O impulsionamento de conteúdo político-eleitoral é permitido na pré-campanha e na campanha, mas deve seguir regras de transparência. A contratação precisa ser feita por partido, federação, coligação, candidato, pré-candidato ou representante autorizado, diretamente com o provedor da aplicação, com identificação clara do conteúdo impulsionado.

A cartilha proíbe disparo em massa, telemarketing, perfis falsos, uso de robôs para alterar artificialmente o alcance de publicações, propaganda em sites de pessoas jurídicas e impulsionamento de propaganda eleitoral negativa. Conteúdos criados ou manipulados por inteligência artificial devem ser informados de forma explícita, destacada e acessível. O uso de deepfake para favorecer ou prejudicar candidatura é vedado.

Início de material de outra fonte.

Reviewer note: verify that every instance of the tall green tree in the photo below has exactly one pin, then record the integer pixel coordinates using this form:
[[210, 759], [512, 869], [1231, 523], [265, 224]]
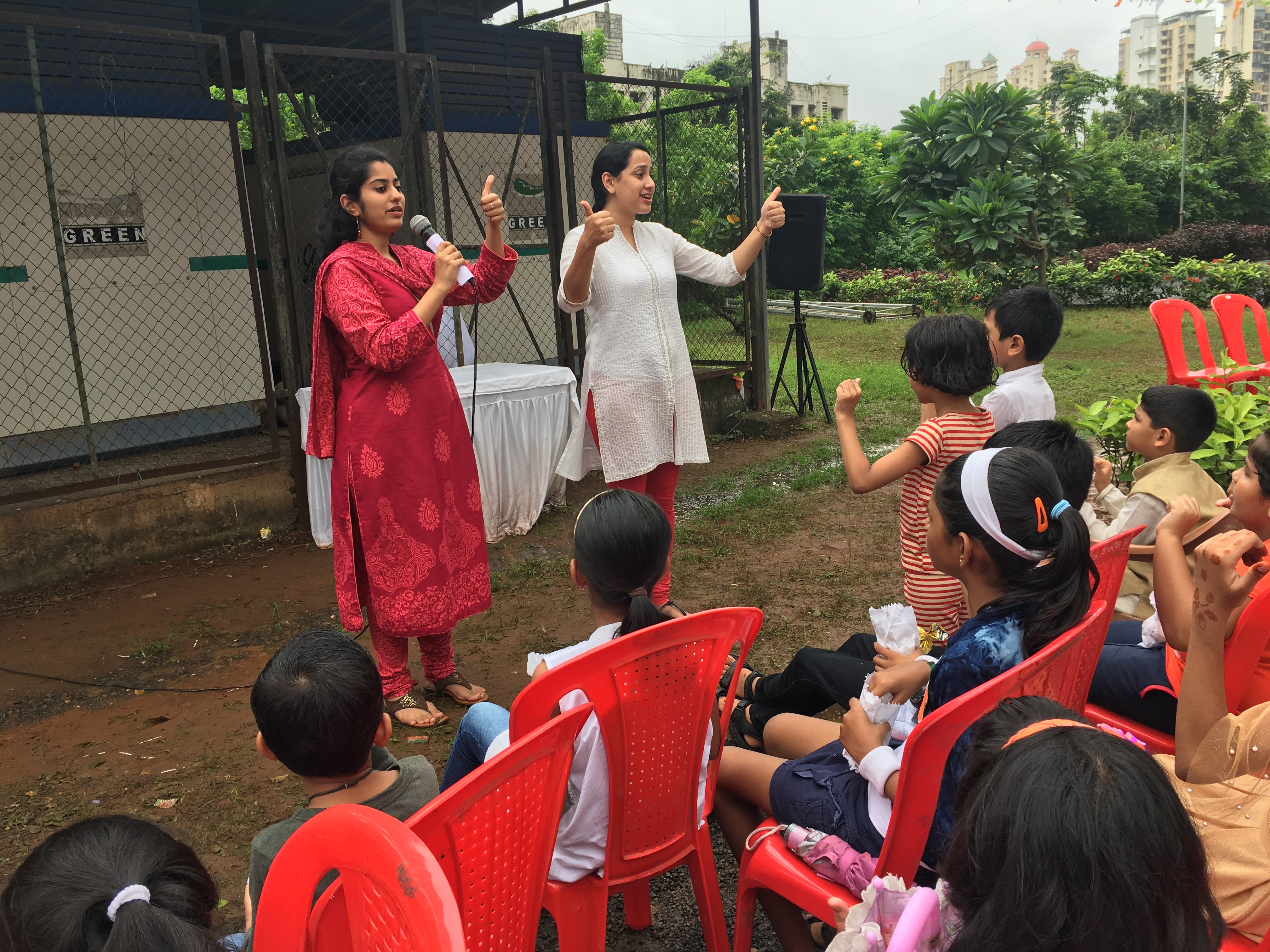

Ruas, imprensa, rádio e TV

Na propaganda de rua, são permitidas caminhadas, carreatas, passeatas e distribuição de material gráfico até as 22h do dia anterior à eleição. Comícios e reuniões podem ocorrer sem autorização prévia, mas devem ser comunicados à polícia com antecedência mínima de 24 horas. Também é permitido o uso de bandeiras e mesas móveis em vias públicas, das 6h às 22h, desde que não atrapalhem pedestres e veículos.

Entre as proibições estão showmícios, distribuição de brindes como camisetas, chaveiros, bonés, canetas e cestas básicas, propaganda em bens públicos, outdoors e derrame de santinhos no local de votação ou nas vias próximas.

Na imprensa escrita, cada candidato poderá divulgar até 10 anúncios pagos, em datas diferentes, respeitados os limites de tamanho previstos na legislação. A propaganda paga, porém, não pode ser veiculada na véspera nem no dia da eleição.

No rádio e na televisão, é proibida qualquer propaganda política paga. A partir de 30 de junho, emissoras não podem transmitir programa apresentado ou comentado por pré-candidato. Também são vedados tratamento privilegiado, retransmissão de live eleitoral e programas com alusão ou crítica direcionada a candidato, partido, federação ou coligação, exceto em conteúdo jornalístico ou debates políticos.

Agentes públicos e dia da eleição

A cartilha reforça que agentes públicos não podem usar bens, materiais, serviços ou servidores da administração em benefício de candidatura, partido ou coligação. Também há restrições para publicidade institucional, transferências voluntárias de recursos, nomeações, contratações e distribuição gratuita de bens, valores ou benefícios em ano eleitoral, salvo exceções previstas em lei.

No dia da eleição, o eleitor poderá manifestar sua preferência de forma individual e silenciosa, usando camiseta, broche, adesivo ou outro adereço. Também podem permanecer no ar sites, blogs e perfis com conteúdos publicados anteriormente.

São proibidas aglomerações com vestuário padronizado, boca de urna, distribuição de material de campanha, uso de alto-falantes, comícios, passeatas, carreatas, publicação de novos conteúdos eleitorais e impulsionamento de propaganda na internet. Denúncias de irregularidades podem ser feitas por canais como MPF Serviços, Ministério Público Eleitoral, Pardal e Gralha Confere.